Tuesday, November 29, 2005

WORLD AIDS DAY, DECEMBER 1

Almost 5 million people were infected by HIV globally in 2005, the highest jump since the first reported case in 1981 and taking the number living with the virus to a record 40.3 million.

More than 3.1 million people have died this year from AIDS, including 570,000 children. Nine out of 10 people in developing countries do not know their HIV status.

In South Africa where the infection rate among pregnant women touched 29.5 per cent in 2005, deaths of people aged between 25 and 44 had more than doubled.

Other southern African countries had more than 30 per cent of pregnant women with HIV. Sub-Saharan Africa is home to 25.8 million HIV-positive people or 64 per cent of the world's total.

UNAIDS said the number of HIV-positive women reached 17.5 million this year, more than one million more than in 2003.

In many countries, marriage, and women's own fidelity are not enough to protect them against HIV infection. Many new infections are being reported in married women infected by their husbands after visiting sex workers.

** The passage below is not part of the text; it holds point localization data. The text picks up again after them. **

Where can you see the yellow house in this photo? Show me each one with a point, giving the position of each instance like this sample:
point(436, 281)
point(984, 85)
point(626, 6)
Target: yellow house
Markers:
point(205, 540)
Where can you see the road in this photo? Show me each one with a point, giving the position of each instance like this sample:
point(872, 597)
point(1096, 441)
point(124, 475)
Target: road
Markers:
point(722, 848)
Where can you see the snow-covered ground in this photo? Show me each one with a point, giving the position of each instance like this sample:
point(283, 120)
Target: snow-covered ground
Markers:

In India, 70 per cent of Indian sex workers either did not know what a condom was or how to use one.

In Eastern Europe, Central Asia and the Russian Federation, infections due to unprotected sex are rising after the initial momentum given to the epidemic by injecting drug use.

The outlook on accessibility of anti-retroviral drugs for people in developing nations is looking brighter, with between 250,000 and 350,000 deaths averted in 2005.

Too many HIV-positive people are still missing out, with just one in 10 Africans and one in 7 Asians who need anti-retroviral treatment actually receiving it.

Two decades into the HIV/AIDS epidemic, in many parts of the world, knowledge about HIV transmission was alarmingly low.

HIV is now on the rise in Pacific island nations.

2 comments:

Mother Sharon Damnable said...

I lost a dearest friend to HIV/AIDS it breaks my heart to think of how he left me.

Too many people are affected by this illness, that I belive is man made.

JahTeh said...

Not man made by my research. The virus that hit the gay community and the one now moving through Africa are different.
It has been around for a very long time but just needed the right set of circumstances to become a pandemic. It mutates so quickly that making a vaccine is almost impossible.